Ma tutto questo succederà fra tanto tempo.

Non adesso.

Non è ancora il momento.

Osservo i nostri ragazzi, sono in cucina. Uno lava i piatti, l’altro li asciuga. Dovresti vederli. Hanno tutti e due un bisogno disperato di conforto eppure stanno in piedi come due idioti cercando di mostrarsi forti e decisi. Conoscono ognuno i pensieri dell’altro e, se il momento non fosse così drammatico, mi verrebbe quasi da ridere.

Bo vuole un abbraccio.

Luke non sa come chiederlo.

Io ne ho un bisogno feroce.

Lascio che i jeans di Bo mi scivolino dalle mani e mi avvicino a loro: “zio Jesse è forte. Si rimetterà. Ne sono certa.”

Mi guardano entrambi come se avessero visto un fantasma. Bo si schiarisce la voce e poi mi domanda: “come fai a dirlo, Daisy? Il dottore non ci ha dato molte speranze.”

Il mio adorato Bo. Il viso di un angelo non può essere rigato di lacrime per questo mi affretto ad aggiungere: “lui lo sa che non siamo ancora pronti per camminare con le nostre gambe. Lui non ci abbandonerebbe mai così all’improvviso.”

Luke mi guarda e mi sorride. Ha il potere di irradiare serenità quando sorride. Lo stesso potere che hai tu, zio Jesse.
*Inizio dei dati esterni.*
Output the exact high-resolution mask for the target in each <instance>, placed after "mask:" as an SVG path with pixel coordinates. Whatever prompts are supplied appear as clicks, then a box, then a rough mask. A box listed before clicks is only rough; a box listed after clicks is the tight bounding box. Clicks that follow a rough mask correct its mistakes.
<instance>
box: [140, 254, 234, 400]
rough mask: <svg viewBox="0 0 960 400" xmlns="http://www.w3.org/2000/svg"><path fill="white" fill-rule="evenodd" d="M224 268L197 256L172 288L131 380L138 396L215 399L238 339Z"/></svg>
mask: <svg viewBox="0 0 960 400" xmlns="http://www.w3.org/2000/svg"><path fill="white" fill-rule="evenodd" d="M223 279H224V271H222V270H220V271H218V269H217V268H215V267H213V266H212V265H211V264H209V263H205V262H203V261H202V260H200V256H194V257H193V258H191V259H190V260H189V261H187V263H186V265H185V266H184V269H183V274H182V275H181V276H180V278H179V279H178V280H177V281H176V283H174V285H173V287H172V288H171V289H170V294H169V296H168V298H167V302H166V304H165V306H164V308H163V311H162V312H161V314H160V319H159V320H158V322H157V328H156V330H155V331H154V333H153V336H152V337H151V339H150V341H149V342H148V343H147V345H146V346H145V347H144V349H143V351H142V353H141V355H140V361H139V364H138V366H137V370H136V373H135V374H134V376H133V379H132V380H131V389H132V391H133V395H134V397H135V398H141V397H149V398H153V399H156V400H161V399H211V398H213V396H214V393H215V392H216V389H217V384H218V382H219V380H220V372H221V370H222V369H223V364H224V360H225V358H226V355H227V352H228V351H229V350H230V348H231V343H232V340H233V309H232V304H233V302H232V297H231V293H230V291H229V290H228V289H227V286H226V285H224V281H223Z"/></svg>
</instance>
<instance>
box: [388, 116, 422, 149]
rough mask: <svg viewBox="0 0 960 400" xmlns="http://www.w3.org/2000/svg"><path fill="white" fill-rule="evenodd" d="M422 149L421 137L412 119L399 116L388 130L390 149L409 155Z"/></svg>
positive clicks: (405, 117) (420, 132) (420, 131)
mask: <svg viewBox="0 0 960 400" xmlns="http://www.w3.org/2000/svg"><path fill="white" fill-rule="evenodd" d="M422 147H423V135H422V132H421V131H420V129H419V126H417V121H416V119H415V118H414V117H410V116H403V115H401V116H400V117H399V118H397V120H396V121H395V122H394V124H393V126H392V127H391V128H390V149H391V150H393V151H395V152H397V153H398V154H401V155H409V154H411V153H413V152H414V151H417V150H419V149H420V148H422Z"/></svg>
Allarga le braccia. Non aspetto che me lo chieda. Accolgo il suo invito e mi avvinghio a lui. Mi volto e mi accorgo che Bo mi ha imitata. Desideravamo tutti e tre questo abbraccio, non ci staccheremo tanto facilmente.

Attingiamo forza gli uni dagli altri.

Questa è la nostra essenza.

Questo è ciò che tu ci hai insegnato.